Airline forced to park half its fleet amid coronavirus global outbreak

It looks like the boneyard holding the grounded Boeing Max 8 aircraft.

But don’t be fooled, because this yard full of around 120 planes sitting on the tarmac is just a glimpse of what is yet to come for the aviation industry.

As coronavirus sweeps the world, with around 92,000 cases confirmed and more than 3000 death globally, airlines are feeling the pinch as more and more holiday-makers cancel their trips abroad.

The outbreak poses a serious threat to the sector, with the industry bracing to battle a possible multimillion-dollar hit in revenue losses.

One airline in particular, Cathay Pacific, which is Hong Kong’s flagship airline, said the concerns around travel had become so widespread – they are keeping around 120 planes out of the sky at any one time.

RELATED: New case in Victoria, Sydney hospital staff quarantined

The holding yard has more and more planes added to in Hong Kong.Source:Supplied

RELATED: Why Australia is unable to stop the spread of coronavirus

Last week, Cathay said 75 per cent of staff, or 25,000 employees of the group, would take unpaid leave because of lack of flights booked.

“We are continuously assessing our fleet and aircraft deployment in order to best align capacity with market demand,” a spokeswoman for the airline told the South China Morning Post, declining to address the number of parked planes.

However, it is understood that for the month of March, the airline has slashed a scheduled 1470 flights per week for Cathay Pacific and Cathay Dragon.

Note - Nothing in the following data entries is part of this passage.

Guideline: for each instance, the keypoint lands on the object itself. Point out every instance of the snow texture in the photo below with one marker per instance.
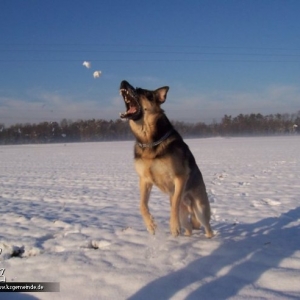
(70, 213)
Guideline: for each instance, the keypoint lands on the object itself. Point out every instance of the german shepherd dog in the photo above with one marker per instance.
(163, 159)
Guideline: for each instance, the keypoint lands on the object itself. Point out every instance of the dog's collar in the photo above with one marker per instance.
(151, 145)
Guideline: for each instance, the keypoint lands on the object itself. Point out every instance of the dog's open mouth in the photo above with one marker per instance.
(133, 108)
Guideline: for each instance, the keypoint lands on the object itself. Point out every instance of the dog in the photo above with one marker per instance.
(162, 158)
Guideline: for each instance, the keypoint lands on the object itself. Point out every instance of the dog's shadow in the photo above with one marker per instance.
(247, 251)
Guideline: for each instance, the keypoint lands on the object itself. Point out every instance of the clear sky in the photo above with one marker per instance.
(218, 57)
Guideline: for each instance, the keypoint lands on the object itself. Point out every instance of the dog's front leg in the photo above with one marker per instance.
(145, 189)
(175, 205)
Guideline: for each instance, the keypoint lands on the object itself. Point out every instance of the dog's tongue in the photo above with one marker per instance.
(131, 110)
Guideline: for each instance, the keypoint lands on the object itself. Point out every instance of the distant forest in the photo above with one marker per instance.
(102, 130)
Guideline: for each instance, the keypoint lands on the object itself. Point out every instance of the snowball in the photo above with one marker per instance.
(87, 64)
(97, 74)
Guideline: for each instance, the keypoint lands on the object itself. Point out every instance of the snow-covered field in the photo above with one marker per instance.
(70, 214)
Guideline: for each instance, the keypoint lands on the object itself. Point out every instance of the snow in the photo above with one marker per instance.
(70, 214)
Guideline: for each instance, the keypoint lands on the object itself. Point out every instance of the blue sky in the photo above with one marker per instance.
(218, 57)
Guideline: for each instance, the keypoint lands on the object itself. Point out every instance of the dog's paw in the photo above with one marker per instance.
(175, 229)
(151, 226)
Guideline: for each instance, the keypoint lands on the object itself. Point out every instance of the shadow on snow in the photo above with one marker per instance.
(248, 251)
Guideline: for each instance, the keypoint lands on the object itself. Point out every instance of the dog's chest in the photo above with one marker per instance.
(156, 171)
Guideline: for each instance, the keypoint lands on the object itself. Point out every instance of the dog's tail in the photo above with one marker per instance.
(201, 210)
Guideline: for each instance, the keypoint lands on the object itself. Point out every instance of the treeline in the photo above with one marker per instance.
(102, 130)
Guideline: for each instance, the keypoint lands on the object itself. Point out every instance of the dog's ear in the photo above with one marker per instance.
(161, 94)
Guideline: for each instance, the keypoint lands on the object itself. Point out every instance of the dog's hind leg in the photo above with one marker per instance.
(145, 189)
(202, 213)
(184, 217)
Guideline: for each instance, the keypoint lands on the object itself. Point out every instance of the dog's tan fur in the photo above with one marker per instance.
(169, 164)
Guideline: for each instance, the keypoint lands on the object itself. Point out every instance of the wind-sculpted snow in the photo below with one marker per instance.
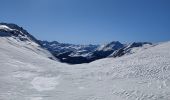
(29, 75)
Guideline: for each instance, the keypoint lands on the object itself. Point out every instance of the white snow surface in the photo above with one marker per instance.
(29, 75)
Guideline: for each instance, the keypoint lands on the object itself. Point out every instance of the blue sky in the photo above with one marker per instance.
(90, 21)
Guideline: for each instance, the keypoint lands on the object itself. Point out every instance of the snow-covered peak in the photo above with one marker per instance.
(13, 30)
(114, 45)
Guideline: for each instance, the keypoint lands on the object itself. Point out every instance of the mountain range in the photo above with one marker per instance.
(34, 70)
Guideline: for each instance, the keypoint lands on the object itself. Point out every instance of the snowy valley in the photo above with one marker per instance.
(116, 71)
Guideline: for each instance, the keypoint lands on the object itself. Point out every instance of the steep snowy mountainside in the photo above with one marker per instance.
(70, 53)
(131, 48)
(26, 75)
(112, 46)
(78, 54)
(17, 36)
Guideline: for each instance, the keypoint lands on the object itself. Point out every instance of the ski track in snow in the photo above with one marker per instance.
(26, 75)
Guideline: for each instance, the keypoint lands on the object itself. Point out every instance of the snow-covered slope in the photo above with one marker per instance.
(19, 37)
(27, 75)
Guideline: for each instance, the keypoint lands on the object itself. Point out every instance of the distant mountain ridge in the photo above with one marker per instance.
(71, 53)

That number has now been cut by more than 1120.

Cathay Pacific’s grounding of unused aircraft is expected to continue, with reports the holding yard has been filled with more than 100 planes for the past two weeks because of the virus outbreak.

The crisis faced by Cathay Pacific is being replicated globally as major airlines are forced to implement emergency cost saving measures by cutting flights across the board.

In February, Virgin Australia announced they’d be axing flights to Hong Kong entirely amid weak demand, while Silk Air – the regional wing of Singapore Airlines – will indefinitely suspend operations to Hiroshima from March 27, 2020 due to a lack of bookings, which has been exacerbated by the COVID-19 outbreak.

According to SCMP, the Lufthansa Group, which has grounded 23 long-haul aircraft since the outbreak, said it would cut short and medium-haul flights by a quarter as more cases rose in Europe.

Cathay Pacific has been forced to cancel hundreds of their flights amid the coronavirus outbreak.Source:Supplied

In the UK, British Airways and Ryanair announced more flight cuts on Monday, with BA dropping to just 432 flights between March 16 and March 28.

Ryanair, Europe’s biggest short haul carrier, has also been forced to cut hundreds of services, including reducing routes to Italy by cutting a quarter of its flights to and from the country between March 17 and April 8.

“The virus is having a more global impact. The cancellation of numerous conferences and events along with the halting of non essential corporate travel have exacerbated this demand decrease,” said aviation expert David Yu, a finance professor at New York University Shanghai to SCMP.

“These trends will be especially difficult for airlines as the elongation of the virus will affect the coming high summer season for travel.”

People arriving and wearing mask at the airport. Picture: Attila Csaszar/AAPSource:News Corp Australia

Mid-February, Hong Kong Airlines was forced to start sacking staff, just 24-hours after slashing in-flight services to a bare minimum. The 170 job losses were reportedly air host positions.

In addition, the airline said at least 400 of its 3500 staff would be made redundant, while – like Cathay Pacific – all other staff would be required to take unpaid leave between mid-February until the end of June.

It’s a blow that’s expected to cost the industry billions. In 2001, when airlines took a hit following the 9/11 terror attacks, The Guardian reports it took five years for the industry return to profit after losing more than $US40 billion.